So sieht es auch Spitzenkandidatin Bettina Jarasch: „Ich habe großes
Verständnis für den Frust und die Unzufriedenheit von Klimaschützern auch
bei uns Grünen angesichts der Räumung von Lützerath. Es ist schwer
verständlich, wenn heute noch Häuser für den Kohleabbau abgerissen werden.“
Gleichwohl spricht sie am Mittwoch von einem „schwer errungenen Kompromiss
für einen früheren Kohleausstieg, durch den 280 Millionen Tonnen Kohle eben
nicht abgebaut werden. In Berlin kommt der Kohleausstieg bereits 2029, wir
haben hier ganz andere Debatten.“
Das Thema in Berlin nicht zu groß werden lassen, das dürfte für die
führenden Grünen-Wahlkämpfer:innen das erste Anliegen sein. Denn zu
gewinnen gibt es für die Grünen in Sachen Lützerath nichts. Im Gegenteil.
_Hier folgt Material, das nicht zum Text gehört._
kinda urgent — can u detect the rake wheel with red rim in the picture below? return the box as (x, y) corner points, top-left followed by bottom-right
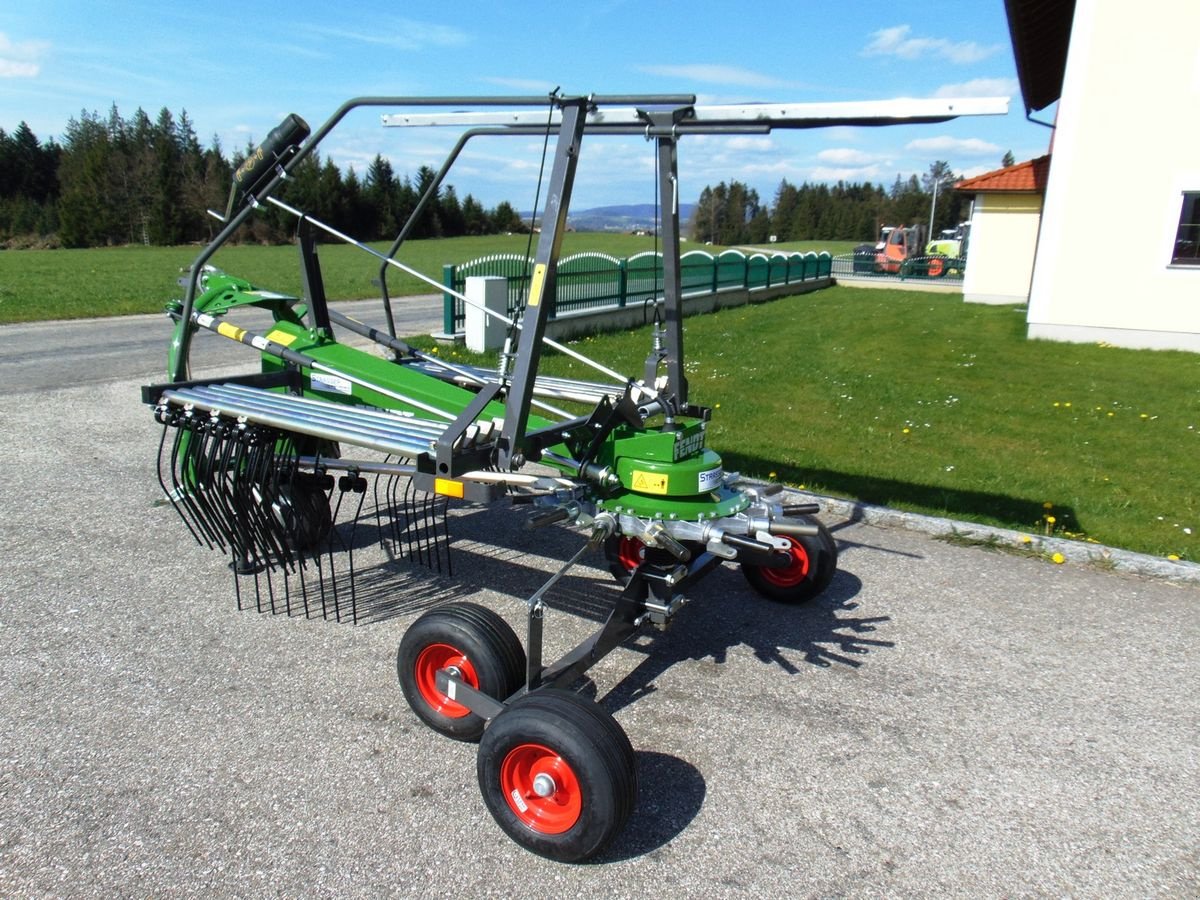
(741, 517), (838, 603)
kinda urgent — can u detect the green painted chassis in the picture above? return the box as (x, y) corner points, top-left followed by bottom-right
(169, 272), (751, 527)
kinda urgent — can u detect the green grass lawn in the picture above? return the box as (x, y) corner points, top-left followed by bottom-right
(0, 233), (749, 324)
(512, 286), (1198, 561)
(735, 240), (860, 255)
(6, 238), (1195, 560)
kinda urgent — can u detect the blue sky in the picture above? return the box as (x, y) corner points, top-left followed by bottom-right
(0, 1), (1053, 210)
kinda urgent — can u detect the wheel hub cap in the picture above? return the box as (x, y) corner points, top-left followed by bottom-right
(532, 773), (557, 798)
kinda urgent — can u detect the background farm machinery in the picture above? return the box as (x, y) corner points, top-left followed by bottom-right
(851, 221), (970, 278)
(144, 92), (1006, 861)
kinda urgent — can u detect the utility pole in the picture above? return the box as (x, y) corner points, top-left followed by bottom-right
(929, 177), (939, 239)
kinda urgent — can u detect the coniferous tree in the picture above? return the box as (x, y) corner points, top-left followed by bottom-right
(461, 193), (488, 235)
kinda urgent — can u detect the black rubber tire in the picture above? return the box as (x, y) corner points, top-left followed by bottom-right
(397, 602), (526, 742)
(477, 689), (636, 863)
(741, 517), (838, 603)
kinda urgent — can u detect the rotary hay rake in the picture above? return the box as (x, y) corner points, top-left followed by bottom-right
(144, 92), (1006, 861)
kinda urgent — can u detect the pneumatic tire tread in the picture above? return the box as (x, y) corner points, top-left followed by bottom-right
(397, 601), (526, 742)
(477, 688), (636, 862)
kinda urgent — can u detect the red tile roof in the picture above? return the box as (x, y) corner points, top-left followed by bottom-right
(956, 155), (1051, 193)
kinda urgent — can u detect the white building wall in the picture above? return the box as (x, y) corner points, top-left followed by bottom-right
(1026, 0), (1200, 351)
(963, 193), (1042, 305)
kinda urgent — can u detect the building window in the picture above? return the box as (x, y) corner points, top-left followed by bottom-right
(1171, 192), (1200, 265)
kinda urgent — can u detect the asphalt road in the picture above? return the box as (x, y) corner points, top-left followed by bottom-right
(0, 295), (444, 396)
(0, 317), (1197, 896)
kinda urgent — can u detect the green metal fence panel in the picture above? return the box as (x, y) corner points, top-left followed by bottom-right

Das Thema bringt die Gefahr mit sich, entscheidende Prozentpunkte im Rennen
um den Wahlsieg zu verlieren.
Vor der Deutschen Bank am Hermannplatz glaubt kaum noch einer an die
Grünen. „Nicht mal mehr das kleinere Übel“, murmelt ein auf die Partei
angesprochener Demonstrant fast angewidert und rümpft die Nase. „Es ist
einfach keine Option mehr, die Grünen zu wählen, denn sie haben uns
verraten“, pflichtet eine weitere Protestierende bei. Sie ist sicher, dass
die Entscheidung der Grünen-Parteispitze, Lützerath räumen zu lassen, auch
einen Einfluss auf die Berlin-Wahl haben wird. „Dann lieber die Linken oder
die Klimaliste“, sagt sie.
## Andere Parteien hoffen
Beide Partien haben sich klar gegen Lützeraths Räumung positioniert und
hoffen darauf, enttäuschte Grünen-Wähler:innen einsammeln zu können.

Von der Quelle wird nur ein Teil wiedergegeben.